Explore tokenizer optimization strategies to improve precision/recall.

Optimization Strategies:

Paht's research indicates there may be a 25,000 token limit in SciBERT/Huggingface. Is this limitation present in MATCH's tokenizer? Is 25,000 tokens enough to cover the vocabulary we are dealing with. Would increasing this number improve precision/recall?
See if using stemming/lemmatization to reduce tokens improves precision/recall.
Input sequences truncated to 500 tokens in MATCH. This may result in truncated abstracts (not an issue in our current dataset, see Eric's comment below).

[x] See if using the full abstract improves precision/recall, either by chunking, or stemming/lemmatization to reduce the number of tokens. (not an issue at this time)
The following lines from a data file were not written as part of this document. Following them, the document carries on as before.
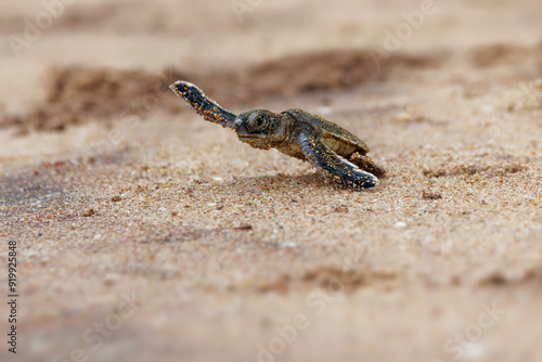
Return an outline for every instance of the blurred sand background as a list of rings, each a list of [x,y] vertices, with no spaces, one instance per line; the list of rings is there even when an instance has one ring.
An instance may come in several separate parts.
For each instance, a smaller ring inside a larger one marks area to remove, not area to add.
[[[44,8],[3,1],[1,360],[542,361],[542,3],[435,1],[410,34],[420,1],[232,3],[74,1],[16,56]],[[332,188],[182,78],[321,114],[389,177]]]

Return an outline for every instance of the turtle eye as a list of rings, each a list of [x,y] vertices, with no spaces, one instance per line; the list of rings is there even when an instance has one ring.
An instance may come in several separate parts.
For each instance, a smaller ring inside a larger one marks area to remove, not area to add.
[[[268,125],[269,125],[269,120],[267,119],[267,117],[262,117],[262,116],[254,117],[249,121],[249,128],[250,128],[251,132],[261,132],[266,128],[268,128]]]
Eric: MATCH pads/truncates its input token sequences to a default of 500 tokens (see truncate_text in auto-labeler/MATCH/src/MATCH/deepxml/data_utils.py); my scripts don't mess with that. My intuition is that we don't need the full abstract and the first 500 words (minus the number of metadata tokens) should be enough? Eric: Yes, the full abstract would be strictly more useful than only part of it. However, I think the difference is negligible in our dataset; only 2 of 1149 papers in my training and test sets have a token sequence (metadata + title + abstract) longer than 500 tokens.

Paht: there's several ways of handling this.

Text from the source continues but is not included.